Starting with Windows, I had to use WordPerfect and Word, depending on
who the documents were for.  But, with older, slower systems, the newer
Word/MSO was getting too bulky and slow for ease of use.  I was lucky
that OOo just came out about then. 

Even with LO as my office suite, I still use Kate [Ubuntu Linux] for the
text editor and Kompozer for WYSIWYG editing.  I use NoteTab and/or
NotePad ++ in the Windows systems, when I need a text editor instead of
a word processor.

I do not need to use LaTeX or similar options, but if I did then I would
either add an extension to LO to do it or find an editor dedicated for
that type or work.

I am of the school of "what ever way is easiest for me/you is the best
way for me/you".  I use Writer to make signs, that are not complex
enough to need Corel Draw, Inkscape, or Draw.  Actually, sometimes I
power up a Windows boot on my laptop to run a package or two there that
are easier and faster to use than anything I have on my Linux system [my
main/default desktop is Ubuntu 12.04 with 6 TB of drive space].  Then,
once I have done the work, I move it over to my Linux desktop for
farther processing and/or storage.  Of course, I have LO on all my Linux
and Windows systems [both single or dual booting systems]

On 11/02/2013 05:57 PM, Virgil Arrington wrote:
I don't want to speak for Urmas, or necessarily defend him, but I use
many programs in addition to LO for my work, and in many respects I
prefer other options over LO. I've often spoken of the Atlantis Word
Processor, a very small Word clone that I keep going back to for its
simplicity, speed and stability.
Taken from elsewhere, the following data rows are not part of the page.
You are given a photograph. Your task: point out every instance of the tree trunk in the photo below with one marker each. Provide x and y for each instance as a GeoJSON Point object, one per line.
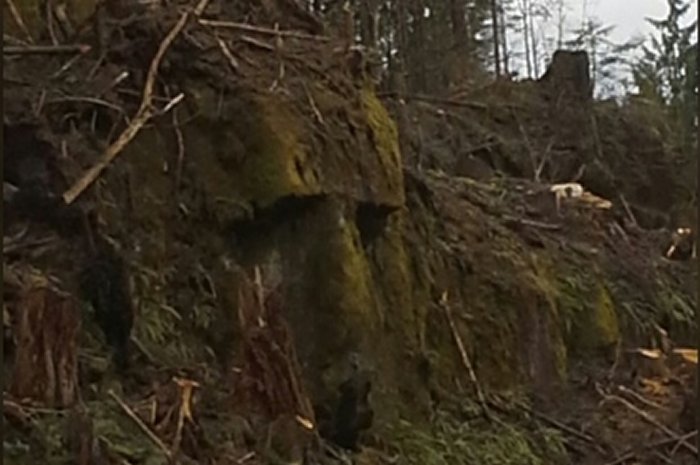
{"type": "Point", "coordinates": [525, 12]}
{"type": "Point", "coordinates": [46, 368]}
{"type": "Point", "coordinates": [496, 45]}
{"type": "Point", "coordinates": [504, 40]}
{"type": "Point", "coordinates": [533, 39]}
{"type": "Point", "coordinates": [416, 62]}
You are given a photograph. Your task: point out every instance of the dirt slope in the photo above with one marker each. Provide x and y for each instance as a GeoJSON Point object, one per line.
{"type": "Point", "coordinates": [278, 250]}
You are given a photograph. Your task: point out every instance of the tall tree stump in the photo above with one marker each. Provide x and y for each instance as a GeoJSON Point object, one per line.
{"type": "Point", "coordinates": [46, 329]}
{"type": "Point", "coordinates": [568, 75]}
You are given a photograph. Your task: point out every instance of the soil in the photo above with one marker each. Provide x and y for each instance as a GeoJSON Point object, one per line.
{"type": "Point", "coordinates": [289, 266]}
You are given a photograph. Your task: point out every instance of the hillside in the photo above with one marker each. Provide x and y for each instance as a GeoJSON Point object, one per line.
{"type": "Point", "coordinates": [282, 264]}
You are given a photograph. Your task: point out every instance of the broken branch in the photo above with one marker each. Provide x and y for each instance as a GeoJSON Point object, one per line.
{"type": "Point", "coordinates": [463, 354]}
{"type": "Point", "coordinates": [649, 419]}
{"type": "Point", "coordinates": [130, 413]}
{"type": "Point", "coordinates": [262, 30]}
{"type": "Point", "coordinates": [44, 49]}
{"type": "Point", "coordinates": [144, 113]}
{"type": "Point", "coordinates": [17, 17]}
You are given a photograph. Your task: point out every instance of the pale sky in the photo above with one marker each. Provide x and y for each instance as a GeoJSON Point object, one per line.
{"type": "Point", "coordinates": [627, 15]}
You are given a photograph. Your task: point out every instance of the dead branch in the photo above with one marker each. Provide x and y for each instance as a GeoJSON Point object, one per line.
{"type": "Point", "coordinates": [463, 354]}
{"type": "Point", "coordinates": [648, 418]}
{"type": "Point", "coordinates": [257, 43]}
{"type": "Point", "coordinates": [640, 398]}
{"type": "Point", "coordinates": [263, 30]}
{"type": "Point", "coordinates": [180, 150]}
{"type": "Point", "coordinates": [144, 113]}
{"type": "Point", "coordinates": [567, 429]}
{"type": "Point", "coordinates": [50, 21]}
{"type": "Point", "coordinates": [626, 205]}
{"type": "Point", "coordinates": [17, 18]}
{"type": "Point", "coordinates": [44, 49]}
{"type": "Point", "coordinates": [436, 100]}
{"type": "Point", "coordinates": [545, 158]}
{"type": "Point", "coordinates": [630, 454]}
{"type": "Point", "coordinates": [130, 413]}
{"type": "Point", "coordinates": [532, 223]}
{"type": "Point", "coordinates": [227, 53]}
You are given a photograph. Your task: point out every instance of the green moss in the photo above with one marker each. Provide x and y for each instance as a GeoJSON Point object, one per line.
{"type": "Point", "coordinates": [393, 273]}
{"type": "Point", "coordinates": [386, 141]}
{"type": "Point", "coordinates": [452, 442]}
{"type": "Point", "coordinates": [249, 149]}
{"type": "Point", "coordinates": [596, 326]}
{"type": "Point", "coordinates": [347, 276]}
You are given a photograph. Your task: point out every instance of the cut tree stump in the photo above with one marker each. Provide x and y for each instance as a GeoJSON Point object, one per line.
{"type": "Point", "coordinates": [568, 75]}
{"type": "Point", "coordinates": [46, 368]}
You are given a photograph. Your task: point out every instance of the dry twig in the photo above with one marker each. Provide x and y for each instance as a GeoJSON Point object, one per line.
{"type": "Point", "coordinates": [463, 354]}
{"type": "Point", "coordinates": [263, 30]}
{"type": "Point", "coordinates": [648, 418]}
{"type": "Point", "coordinates": [185, 412]}
{"type": "Point", "coordinates": [630, 454]}
{"type": "Point", "coordinates": [44, 49]}
{"type": "Point", "coordinates": [151, 435]}
{"type": "Point", "coordinates": [180, 140]}
{"type": "Point", "coordinates": [227, 53]}
{"type": "Point", "coordinates": [17, 18]}
{"type": "Point", "coordinates": [257, 43]}
{"type": "Point", "coordinates": [144, 113]}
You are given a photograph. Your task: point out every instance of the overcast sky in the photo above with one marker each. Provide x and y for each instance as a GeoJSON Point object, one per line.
{"type": "Point", "coordinates": [627, 15]}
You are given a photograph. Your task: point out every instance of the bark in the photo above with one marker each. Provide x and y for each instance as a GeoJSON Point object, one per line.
{"type": "Point", "coordinates": [496, 45]}
{"type": "Point", "coordinates": [46, 368]}
{"type": "Point", "coordinates": [525, 13]}
{"type": "Point", "coordinates": [504, 40]}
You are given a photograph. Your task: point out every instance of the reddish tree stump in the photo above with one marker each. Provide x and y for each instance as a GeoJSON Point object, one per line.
{"type": "Point", "coordinates": [46, 368]}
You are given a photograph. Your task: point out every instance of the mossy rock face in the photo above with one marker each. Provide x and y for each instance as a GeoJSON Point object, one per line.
{"type": "Point", "coordinates": [34, 19]}
{"type": "Point", "coordinates": [258, 148]}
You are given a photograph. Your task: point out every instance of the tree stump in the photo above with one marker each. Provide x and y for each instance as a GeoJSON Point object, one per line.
{"type": "Point", "coordinates": [568, 75]}
{"type": "Point", "coordinates": [46, 368]}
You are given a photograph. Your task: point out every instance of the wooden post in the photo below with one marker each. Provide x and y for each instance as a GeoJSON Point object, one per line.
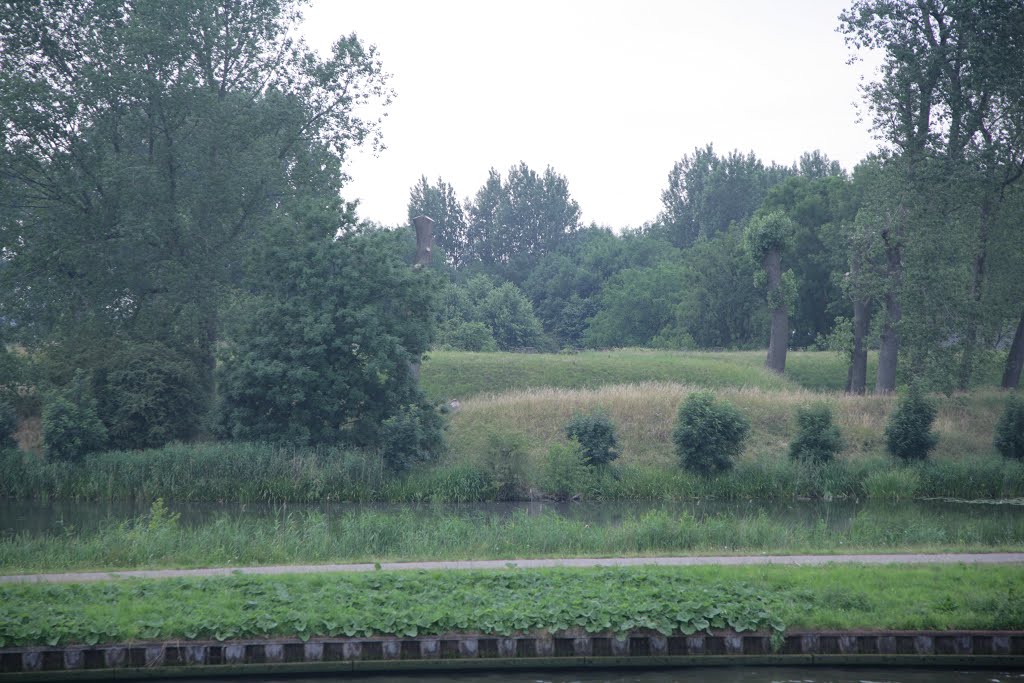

And, aside from creating tables, it
does all I need in word processing (and has the best built-in Epub
converter that I've seen in any word processor). I've also been
playing recently with markdown editors like WriteMonkey and ReText. I
like typing a plain text file and having it formatted by a separate
CSS file. There's a simplicity about it that is quite enjoyable. I've
used LaTeX and LyX on occasion. And, my job requires me to use (and
teach) Microsoft Office. I even have an old version of WordPerfect on
my system for those rare times I need to read its files from colleagues.
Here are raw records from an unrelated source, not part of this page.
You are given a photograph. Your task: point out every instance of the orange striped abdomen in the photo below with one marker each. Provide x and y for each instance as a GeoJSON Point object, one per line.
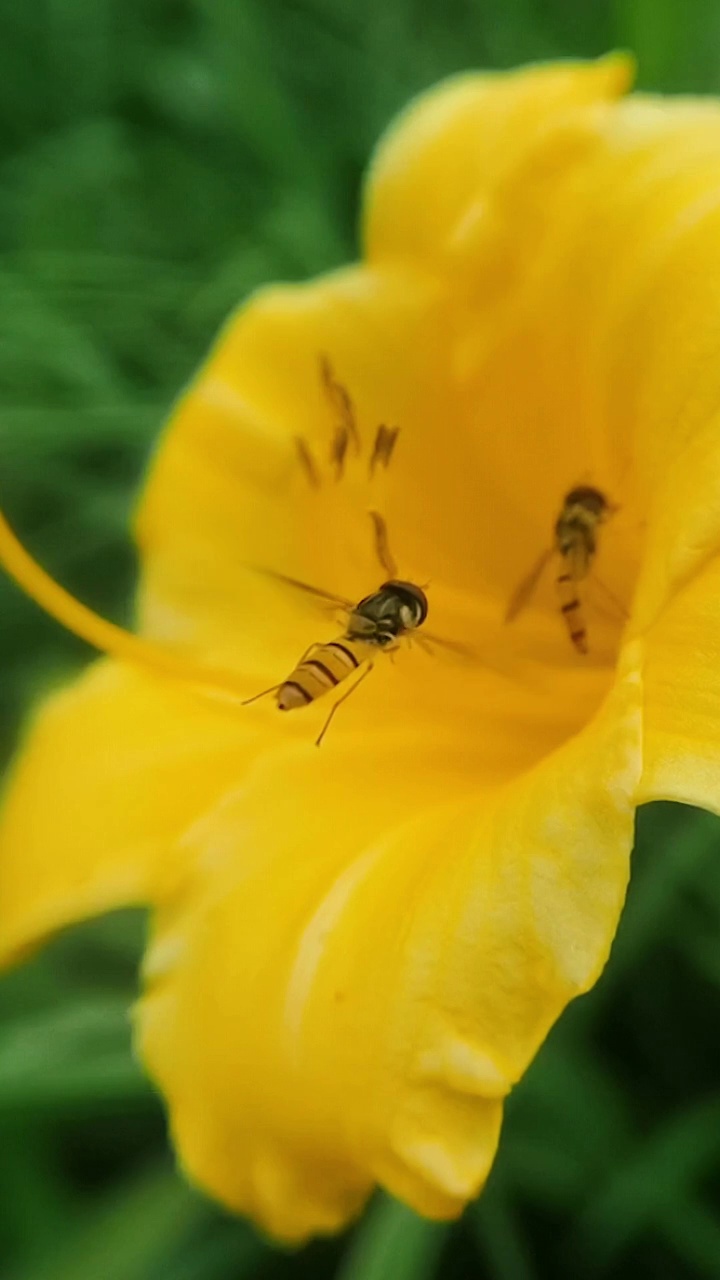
{"type": "Point", "coordinates": [324, 667]}
{"type": "Point", "coordinates": [572, 608]}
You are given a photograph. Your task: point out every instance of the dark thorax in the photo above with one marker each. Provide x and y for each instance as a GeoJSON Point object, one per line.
{"type": "Point", "coordinates": [575, 531]}
{"type": "Point", "coordinates": [383, 617]}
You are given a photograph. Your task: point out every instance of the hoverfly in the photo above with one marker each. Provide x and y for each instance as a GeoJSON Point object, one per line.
{"type": "Point", "coordinates": [377, 624]}
{"type": "Point", "coordinates": [575, 544]}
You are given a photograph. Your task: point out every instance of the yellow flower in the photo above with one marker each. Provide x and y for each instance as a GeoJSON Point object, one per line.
{"type": "Point", "coordinates": [358, 950]}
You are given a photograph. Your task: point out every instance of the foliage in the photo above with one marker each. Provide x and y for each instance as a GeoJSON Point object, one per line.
{"type": "Point", "coordinates": [160, 159]}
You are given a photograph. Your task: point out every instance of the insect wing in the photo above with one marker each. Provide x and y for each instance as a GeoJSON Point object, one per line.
{"type": "Point", "coordinates": [527, 586]}
{"type": "Point", "coordinates": [315, 592]}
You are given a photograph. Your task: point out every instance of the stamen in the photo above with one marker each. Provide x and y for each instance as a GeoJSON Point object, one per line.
{"type": "Point", "coordinates": [98, 631]}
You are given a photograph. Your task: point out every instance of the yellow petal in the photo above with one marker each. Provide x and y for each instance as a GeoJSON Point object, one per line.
{"type": "Point", "coordinates": [113, 769]}
{"type": "Point", "coordinates": [360, 979]}
{"type": "Point", "coordinates": [446, 154]}
{"type": "Point", "coordinates": [228, 497]}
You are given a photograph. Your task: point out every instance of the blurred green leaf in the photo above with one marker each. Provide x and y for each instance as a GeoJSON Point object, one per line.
{"type": "Point", "coordinates": [123, 1238]}
{"type": "Point", "coordinates": [392, 1243]}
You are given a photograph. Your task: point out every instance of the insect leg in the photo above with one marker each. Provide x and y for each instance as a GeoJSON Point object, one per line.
{"type": "Point", "coordinates": [351, 690]}
{"type": "Point", "coordinates": [265, 691]}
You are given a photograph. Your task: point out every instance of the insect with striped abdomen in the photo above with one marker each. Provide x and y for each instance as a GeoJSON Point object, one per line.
{"type": "Point", "coordinates": [374, 625]}
{"type": "Point", "coordinates": [583, 510]}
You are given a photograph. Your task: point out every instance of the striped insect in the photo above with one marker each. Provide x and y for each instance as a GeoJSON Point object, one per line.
{"type": "Point", "coordinates": [584, 508]}
{"type": "Point", "coordinates": [376, 625]}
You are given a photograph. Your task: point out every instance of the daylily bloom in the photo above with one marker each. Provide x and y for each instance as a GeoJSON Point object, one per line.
{"type": "Point", "coordinates": [358, 949]}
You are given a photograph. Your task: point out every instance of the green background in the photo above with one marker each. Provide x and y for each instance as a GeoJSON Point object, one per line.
{"type": "Point", "coordinates": [159, 159]}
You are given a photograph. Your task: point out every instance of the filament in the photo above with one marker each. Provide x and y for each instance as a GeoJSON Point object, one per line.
{"type": "Point", "coordinates": [106, 636]}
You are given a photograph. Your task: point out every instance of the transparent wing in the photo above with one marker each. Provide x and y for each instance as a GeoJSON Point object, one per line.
{"type": "Point", "coordinates": [528, 585]}
{"type": "Point", "coordinates": [315, 592]}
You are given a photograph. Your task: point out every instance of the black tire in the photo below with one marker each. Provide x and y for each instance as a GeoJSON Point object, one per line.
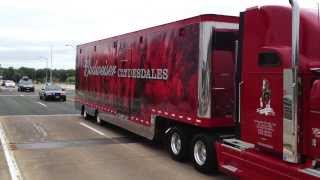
{"type": "Point", "coordinates": [208, 164]}
{"type": "Point", "coordinates": [177, 152]}
{"type": "Point", "coordinates": [86, 115]}
{"type": "Point", "coordinates": [98, 118]}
So, why am I here on this list? I still use LO for those tasks that
can't be accomplished by my other simpler tools. When I need tables, I
use LO Writer. Also, I use Calc and Presentation and Base for many
tasks, none of which are supported in the dedicated editors that I
tend to prefer over LO.

LO is the digital equivalent of my minivan. It does everything, but
often isn't very fun, precisely because of its relative complexity.
Atlantis is my sports car; small, light and fun, but not very
practical when I need to haul a sheet of plywood.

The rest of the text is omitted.